The gains used here are 6 dB for CM IN2, 7 dB for MC IN1, and 2 dB for MC IN2.
At the start of the evening, REFL_A 9I had no whitening filters engaged and 0 dB of whitening gain. It now has 1 stage of whitening, 21 dB of gain and a −21 dB filter engaged in FM4 (I and Q). There is some saturation during the lock acquisition, but in full lock the I and Q inputs are now at least a factor of 5 in ASD above the ADC noise floor everywhere. I also changed the digital phase rotation from 77° to 90°, as was hinted at earlier.
The above work was done as usual with CARM controlled by REFLAIR.
However, in-vac REFL will also work for controlling CARM. The following screenshot shows the settings required and an OLTF of the CARM loop.
This has the unfortunate effect of making the DARM spectrum worse at high frequencies; a broad lump appears between 2 and 5 kHz. More investigation required.

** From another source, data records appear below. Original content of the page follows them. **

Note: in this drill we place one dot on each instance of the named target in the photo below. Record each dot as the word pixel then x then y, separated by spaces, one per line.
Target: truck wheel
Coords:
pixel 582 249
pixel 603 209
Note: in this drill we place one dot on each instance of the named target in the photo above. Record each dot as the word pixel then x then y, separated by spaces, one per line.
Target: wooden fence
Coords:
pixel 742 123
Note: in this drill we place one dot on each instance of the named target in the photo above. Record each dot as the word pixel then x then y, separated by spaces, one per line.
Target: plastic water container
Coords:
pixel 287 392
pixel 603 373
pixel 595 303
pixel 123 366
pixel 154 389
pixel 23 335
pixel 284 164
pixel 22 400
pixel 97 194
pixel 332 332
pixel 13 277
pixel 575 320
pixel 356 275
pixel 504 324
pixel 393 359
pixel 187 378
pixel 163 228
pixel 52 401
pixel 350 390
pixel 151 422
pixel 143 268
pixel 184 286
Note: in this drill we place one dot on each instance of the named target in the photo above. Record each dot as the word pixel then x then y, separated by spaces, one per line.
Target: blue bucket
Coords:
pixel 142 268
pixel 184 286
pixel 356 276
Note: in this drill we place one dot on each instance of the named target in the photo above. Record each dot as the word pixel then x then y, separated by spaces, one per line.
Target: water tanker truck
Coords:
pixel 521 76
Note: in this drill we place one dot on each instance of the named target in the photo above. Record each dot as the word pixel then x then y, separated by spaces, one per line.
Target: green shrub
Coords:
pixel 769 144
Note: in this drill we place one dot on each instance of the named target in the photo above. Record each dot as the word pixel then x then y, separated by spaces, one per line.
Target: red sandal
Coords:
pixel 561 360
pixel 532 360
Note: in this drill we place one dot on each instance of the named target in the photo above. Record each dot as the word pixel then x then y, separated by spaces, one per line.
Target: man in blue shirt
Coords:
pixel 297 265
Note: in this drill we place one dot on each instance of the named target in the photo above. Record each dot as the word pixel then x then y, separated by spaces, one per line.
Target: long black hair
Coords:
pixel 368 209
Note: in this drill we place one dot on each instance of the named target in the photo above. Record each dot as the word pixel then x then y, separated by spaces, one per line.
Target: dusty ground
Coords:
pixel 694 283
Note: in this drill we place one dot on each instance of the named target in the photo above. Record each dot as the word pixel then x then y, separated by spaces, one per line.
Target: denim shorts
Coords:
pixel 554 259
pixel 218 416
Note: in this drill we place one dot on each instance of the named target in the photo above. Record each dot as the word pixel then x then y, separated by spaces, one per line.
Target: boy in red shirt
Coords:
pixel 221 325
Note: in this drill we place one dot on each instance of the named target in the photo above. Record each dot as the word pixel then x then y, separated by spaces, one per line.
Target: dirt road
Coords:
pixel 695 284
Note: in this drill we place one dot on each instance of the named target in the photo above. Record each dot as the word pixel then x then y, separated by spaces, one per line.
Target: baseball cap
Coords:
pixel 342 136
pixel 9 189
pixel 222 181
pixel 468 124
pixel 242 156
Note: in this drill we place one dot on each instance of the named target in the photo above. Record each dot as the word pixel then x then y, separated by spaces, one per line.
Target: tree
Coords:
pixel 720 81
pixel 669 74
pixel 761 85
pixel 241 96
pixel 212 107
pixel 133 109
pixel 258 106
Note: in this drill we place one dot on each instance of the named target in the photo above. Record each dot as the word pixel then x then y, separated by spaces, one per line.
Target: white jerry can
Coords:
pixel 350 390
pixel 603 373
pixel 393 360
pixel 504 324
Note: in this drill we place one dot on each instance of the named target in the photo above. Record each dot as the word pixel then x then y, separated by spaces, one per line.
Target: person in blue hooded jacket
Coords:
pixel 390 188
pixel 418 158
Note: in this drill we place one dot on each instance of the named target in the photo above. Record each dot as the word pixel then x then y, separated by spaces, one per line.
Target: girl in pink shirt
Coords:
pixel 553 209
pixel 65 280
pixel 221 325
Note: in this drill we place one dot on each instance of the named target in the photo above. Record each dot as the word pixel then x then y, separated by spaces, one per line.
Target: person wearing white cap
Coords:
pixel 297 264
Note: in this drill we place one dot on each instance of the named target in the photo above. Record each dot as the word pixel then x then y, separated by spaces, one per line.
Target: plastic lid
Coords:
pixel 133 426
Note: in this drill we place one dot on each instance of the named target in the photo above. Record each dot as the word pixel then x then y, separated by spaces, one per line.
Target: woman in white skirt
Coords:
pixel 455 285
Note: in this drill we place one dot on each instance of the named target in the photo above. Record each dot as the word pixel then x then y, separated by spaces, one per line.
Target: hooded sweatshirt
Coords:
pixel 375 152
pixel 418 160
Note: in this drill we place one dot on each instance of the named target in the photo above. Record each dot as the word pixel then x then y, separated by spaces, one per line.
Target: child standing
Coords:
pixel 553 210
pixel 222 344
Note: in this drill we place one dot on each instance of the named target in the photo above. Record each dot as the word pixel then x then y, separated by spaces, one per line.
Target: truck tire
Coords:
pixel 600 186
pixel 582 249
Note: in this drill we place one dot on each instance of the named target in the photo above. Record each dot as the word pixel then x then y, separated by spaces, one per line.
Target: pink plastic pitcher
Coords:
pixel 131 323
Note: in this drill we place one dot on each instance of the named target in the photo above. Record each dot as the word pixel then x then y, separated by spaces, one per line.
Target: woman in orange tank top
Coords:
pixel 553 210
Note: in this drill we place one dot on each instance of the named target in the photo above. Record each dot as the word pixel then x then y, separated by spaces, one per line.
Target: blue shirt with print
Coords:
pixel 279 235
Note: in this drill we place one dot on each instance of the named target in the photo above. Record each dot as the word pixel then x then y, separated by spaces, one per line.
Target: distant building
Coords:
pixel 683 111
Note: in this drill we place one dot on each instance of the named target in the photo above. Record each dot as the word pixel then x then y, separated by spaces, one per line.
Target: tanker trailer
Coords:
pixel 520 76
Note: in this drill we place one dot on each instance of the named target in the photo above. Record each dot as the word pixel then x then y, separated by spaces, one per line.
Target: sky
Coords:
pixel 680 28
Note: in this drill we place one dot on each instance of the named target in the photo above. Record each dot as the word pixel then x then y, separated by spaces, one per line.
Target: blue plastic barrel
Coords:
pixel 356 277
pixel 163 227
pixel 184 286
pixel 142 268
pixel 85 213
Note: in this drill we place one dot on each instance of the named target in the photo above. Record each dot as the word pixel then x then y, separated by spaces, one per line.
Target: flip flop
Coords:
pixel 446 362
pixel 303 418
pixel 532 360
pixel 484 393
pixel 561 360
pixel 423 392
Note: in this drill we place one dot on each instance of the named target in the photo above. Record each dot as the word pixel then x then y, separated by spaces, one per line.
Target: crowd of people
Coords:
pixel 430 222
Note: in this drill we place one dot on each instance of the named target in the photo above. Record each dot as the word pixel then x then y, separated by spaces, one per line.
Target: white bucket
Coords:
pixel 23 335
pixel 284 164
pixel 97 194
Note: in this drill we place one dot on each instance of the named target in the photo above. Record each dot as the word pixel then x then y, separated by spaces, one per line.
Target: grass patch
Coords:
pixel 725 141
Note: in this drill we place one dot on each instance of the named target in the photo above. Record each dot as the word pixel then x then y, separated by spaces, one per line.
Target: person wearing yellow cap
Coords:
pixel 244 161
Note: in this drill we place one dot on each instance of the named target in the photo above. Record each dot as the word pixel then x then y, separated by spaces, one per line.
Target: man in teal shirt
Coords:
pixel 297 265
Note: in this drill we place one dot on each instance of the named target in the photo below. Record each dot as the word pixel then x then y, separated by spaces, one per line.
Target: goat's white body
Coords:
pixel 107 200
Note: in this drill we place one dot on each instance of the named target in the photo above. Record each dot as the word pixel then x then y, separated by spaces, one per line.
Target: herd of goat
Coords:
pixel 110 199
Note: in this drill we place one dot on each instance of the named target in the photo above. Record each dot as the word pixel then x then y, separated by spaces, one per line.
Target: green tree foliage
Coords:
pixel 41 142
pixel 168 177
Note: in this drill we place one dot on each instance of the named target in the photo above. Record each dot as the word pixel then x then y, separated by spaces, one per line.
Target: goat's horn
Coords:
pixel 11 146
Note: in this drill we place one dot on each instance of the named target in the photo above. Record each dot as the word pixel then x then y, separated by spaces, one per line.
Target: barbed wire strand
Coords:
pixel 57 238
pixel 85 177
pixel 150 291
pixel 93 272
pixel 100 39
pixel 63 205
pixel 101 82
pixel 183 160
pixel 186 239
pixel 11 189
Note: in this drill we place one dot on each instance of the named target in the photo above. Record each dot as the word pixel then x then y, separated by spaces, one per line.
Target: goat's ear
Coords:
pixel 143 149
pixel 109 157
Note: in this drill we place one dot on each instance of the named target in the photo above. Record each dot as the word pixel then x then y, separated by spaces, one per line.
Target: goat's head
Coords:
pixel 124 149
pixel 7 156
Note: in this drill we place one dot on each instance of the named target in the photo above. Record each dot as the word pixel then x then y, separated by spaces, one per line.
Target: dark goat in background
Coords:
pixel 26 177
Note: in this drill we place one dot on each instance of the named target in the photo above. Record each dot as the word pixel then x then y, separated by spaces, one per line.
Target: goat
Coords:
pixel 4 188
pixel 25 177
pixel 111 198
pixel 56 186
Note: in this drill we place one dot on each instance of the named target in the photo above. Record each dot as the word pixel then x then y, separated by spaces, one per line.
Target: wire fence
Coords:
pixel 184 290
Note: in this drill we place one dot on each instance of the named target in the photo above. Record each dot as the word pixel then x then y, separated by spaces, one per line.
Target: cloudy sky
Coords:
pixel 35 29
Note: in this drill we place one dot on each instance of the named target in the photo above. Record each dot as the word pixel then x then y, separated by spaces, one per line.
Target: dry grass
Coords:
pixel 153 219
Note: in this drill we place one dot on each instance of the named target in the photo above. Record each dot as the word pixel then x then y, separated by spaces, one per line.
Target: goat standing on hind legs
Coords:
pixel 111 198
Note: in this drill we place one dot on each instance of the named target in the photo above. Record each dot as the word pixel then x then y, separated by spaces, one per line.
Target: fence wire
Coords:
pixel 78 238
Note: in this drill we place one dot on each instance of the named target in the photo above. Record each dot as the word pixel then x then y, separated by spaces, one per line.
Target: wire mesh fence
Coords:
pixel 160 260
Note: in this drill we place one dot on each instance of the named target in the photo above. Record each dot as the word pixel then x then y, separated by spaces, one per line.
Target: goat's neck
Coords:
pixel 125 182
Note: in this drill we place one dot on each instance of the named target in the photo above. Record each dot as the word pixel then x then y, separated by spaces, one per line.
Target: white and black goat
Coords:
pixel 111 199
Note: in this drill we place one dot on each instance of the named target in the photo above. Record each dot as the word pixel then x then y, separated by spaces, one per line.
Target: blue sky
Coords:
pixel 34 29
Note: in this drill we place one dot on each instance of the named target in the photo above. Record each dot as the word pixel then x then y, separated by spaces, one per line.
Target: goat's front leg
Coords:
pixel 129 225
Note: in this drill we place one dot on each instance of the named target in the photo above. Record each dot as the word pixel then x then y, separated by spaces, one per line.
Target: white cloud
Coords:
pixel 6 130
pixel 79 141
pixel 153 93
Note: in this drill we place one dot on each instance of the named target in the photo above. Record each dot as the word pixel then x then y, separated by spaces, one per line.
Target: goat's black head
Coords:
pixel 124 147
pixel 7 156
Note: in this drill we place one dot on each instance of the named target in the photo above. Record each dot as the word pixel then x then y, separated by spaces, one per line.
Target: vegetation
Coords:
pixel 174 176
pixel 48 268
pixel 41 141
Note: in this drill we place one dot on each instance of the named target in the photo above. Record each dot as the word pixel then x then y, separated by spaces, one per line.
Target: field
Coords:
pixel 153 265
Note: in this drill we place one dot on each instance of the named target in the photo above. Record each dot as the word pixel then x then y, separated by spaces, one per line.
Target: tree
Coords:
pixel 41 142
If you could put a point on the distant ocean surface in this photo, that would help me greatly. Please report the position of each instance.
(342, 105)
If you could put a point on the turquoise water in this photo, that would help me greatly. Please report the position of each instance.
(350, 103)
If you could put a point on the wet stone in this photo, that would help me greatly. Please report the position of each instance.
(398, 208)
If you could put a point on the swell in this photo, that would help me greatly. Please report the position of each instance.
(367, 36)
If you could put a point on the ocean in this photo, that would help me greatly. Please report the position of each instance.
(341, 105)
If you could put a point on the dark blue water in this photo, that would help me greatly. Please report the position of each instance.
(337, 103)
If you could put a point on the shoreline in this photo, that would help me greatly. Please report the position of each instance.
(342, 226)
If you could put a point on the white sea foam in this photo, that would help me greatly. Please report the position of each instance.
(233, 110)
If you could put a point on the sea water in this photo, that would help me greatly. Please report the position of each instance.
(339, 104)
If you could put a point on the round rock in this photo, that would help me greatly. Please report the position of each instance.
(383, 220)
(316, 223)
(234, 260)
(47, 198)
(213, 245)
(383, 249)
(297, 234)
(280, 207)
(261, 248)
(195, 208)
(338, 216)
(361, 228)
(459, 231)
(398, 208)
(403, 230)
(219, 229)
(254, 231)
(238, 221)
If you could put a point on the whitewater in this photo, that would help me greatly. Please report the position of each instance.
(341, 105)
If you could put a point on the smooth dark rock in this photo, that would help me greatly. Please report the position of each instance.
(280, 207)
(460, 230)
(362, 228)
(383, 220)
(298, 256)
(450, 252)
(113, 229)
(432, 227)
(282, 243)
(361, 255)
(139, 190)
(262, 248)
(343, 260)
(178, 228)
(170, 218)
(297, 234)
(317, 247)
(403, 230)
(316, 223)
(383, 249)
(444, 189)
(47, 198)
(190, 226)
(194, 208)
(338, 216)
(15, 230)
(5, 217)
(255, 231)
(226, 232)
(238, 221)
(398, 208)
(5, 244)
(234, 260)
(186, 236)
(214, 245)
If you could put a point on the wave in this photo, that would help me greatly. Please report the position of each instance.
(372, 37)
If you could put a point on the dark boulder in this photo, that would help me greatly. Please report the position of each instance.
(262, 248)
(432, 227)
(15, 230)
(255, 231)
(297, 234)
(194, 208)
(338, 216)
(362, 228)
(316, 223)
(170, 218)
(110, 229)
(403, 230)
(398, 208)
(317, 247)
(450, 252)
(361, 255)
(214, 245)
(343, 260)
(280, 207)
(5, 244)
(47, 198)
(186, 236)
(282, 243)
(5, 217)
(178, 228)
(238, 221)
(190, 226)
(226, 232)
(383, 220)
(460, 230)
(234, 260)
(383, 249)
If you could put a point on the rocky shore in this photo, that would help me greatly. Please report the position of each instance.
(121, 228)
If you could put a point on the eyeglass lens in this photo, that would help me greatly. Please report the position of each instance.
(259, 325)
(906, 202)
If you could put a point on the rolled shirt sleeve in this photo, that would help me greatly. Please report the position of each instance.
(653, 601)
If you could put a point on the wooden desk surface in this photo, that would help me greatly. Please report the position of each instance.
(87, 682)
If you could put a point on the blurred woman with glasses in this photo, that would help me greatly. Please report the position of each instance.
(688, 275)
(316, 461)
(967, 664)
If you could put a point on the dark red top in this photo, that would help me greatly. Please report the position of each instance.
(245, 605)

A noise budget of this morning's lock is attached, and includes intensity and frequency noise. For the coupling TFs I used what Koji and I measured previously.
This isn't our most sensitive lock in terms of inspiral range, in part because of the bump around 100 Hz. This is new as of a few days ago, and we are hoping it's just the HAM6 cleanroom.
The intensity noise is taken from IM4 trans, and the frequency noise from REFL_A 9I.
From the spectra shown in the parent entry, the noise in REFL_A 9I from 40 Hz to 2 kHz is mostly flat, and does not scale with CARM loop gain. It could be that the CARM loop is limited by sensor noise (e.g., from REFLAIR_A), or that it is just masked by noise in REFL_A. So the frequency noise trace in this plot should be taken as an upper limit between 40 Hz and 2 kHz.
In the future, when measuring intensity noise we should perhaps do what Alexa suggested and use the ISS second loop PD array as an out-of-loop sensor, since it is acquired faster than IM4 trans.